Several mechanisms may contribute to a higher prevalence of thyroid hypofunction in overweight pregnant women who are iodine deficient. Obese adults may be more likely to develop autoimmune hypothyroidism leading to mild thyroid failure (Marzullo et al. 2010). However, in our subjects, there was no correlation between anti‐TPO Abs and either BMI or fT4. Inflammatory cytokines released by adipose tissue may impair the hypothalamic–pituitary–thyroid axis (Toni et al. 2004) but this should result in negative associations between BMI and serum TSH as well as fT4, a pattern not visible in our subjects. Circulating oestrogen metabolites may be increased in pregnant women who are overweight, and 2‐methoxyestradiol has been shown to have detrimental effects on thyroid cells in culture (Wang et al. 2000). A leptin‐induced increase in TSH secretion may occur in obesity via hypothalamic effects (Zimmermann‐Belsing et al. 2003), but this would increase TSH and thyroid hormone secretion, a pattern not found in our subjects. Finally, there may be a higher peripheral conversion of T4 to T3 in obesity due to increased de‐iodinase activity as a compensatory mechanism to improve energy expenditure (Biondi 2010). This could accentuate the preferential thyroidal secretion of T3 over T4 in iodine deficiency and lead to lower fT4 levels. However, in our subjects the median T3/T4 ratio was not increased compared to previous reports in iodine‐deficient pregnant women (Glinoer et al. 1995), and there was no correlation between BMI and the T3/T4 ratio.
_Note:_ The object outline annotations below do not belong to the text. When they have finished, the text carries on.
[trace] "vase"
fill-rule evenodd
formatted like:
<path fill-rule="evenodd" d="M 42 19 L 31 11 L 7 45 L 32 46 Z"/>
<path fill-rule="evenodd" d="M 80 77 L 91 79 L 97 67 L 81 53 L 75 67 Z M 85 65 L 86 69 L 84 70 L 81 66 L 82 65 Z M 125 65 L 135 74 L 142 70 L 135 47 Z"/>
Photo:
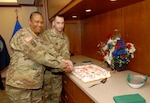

Because thyroid dysfunction during early pregnancy is associated with poor offspring development, many expert groups, including the Endocrine Society (Abalovich et al. 2007), recommend a case‐finding approach where women at high risk for thyroid disorders are screened. But this approach has been questioned. In a recent large Chinese study (Wang et al. 2011), despite using a recommended case‐finding screening strategy, 82% of pregnant women with hypothyroidism were missed. Thus, the optimal screening criteria to identify women with hypothyroidism in early pregnancy remain uncertain. Current guidelines (Stagnaro‐Green et al. 2011) recommend targeted screening based on weight status only in morbidly obese women (BMI ≥ 40 kg m−2). However, our data suggest milder degree of maternal adiposity (BMI ≥ 23 kg m−2 in Asian populations) should be considered a potential risk factor for thyroid dysfunction, particularly in iodine‐deficient areas.
Source of funding
This study was supported by the Swiss National Science Foundation (Bern, Switzerland) and the Swiss Federal Institute of Technology (ETH) Zurich (Switzerland).
Conflicts of interest
The authors declare that they have no conflicts of interest.
Contributions
All the authors contributed to the study design and article writing. SG performed data collection, laboratory work, data entry and analysis under supervision of AMB, PW and MBZ.
Acknowledgements
We thankfully acknowledge all pregnant women in the study, the medical and nursing staffs at Ramathibodi hospital, the research team at Institute of Nutrition at Mahidol University, as well as Maartje Keetman, Stephanie Gangler and Christophe Zeder for analytical support.
Clinical trial registration number: NCT00791466.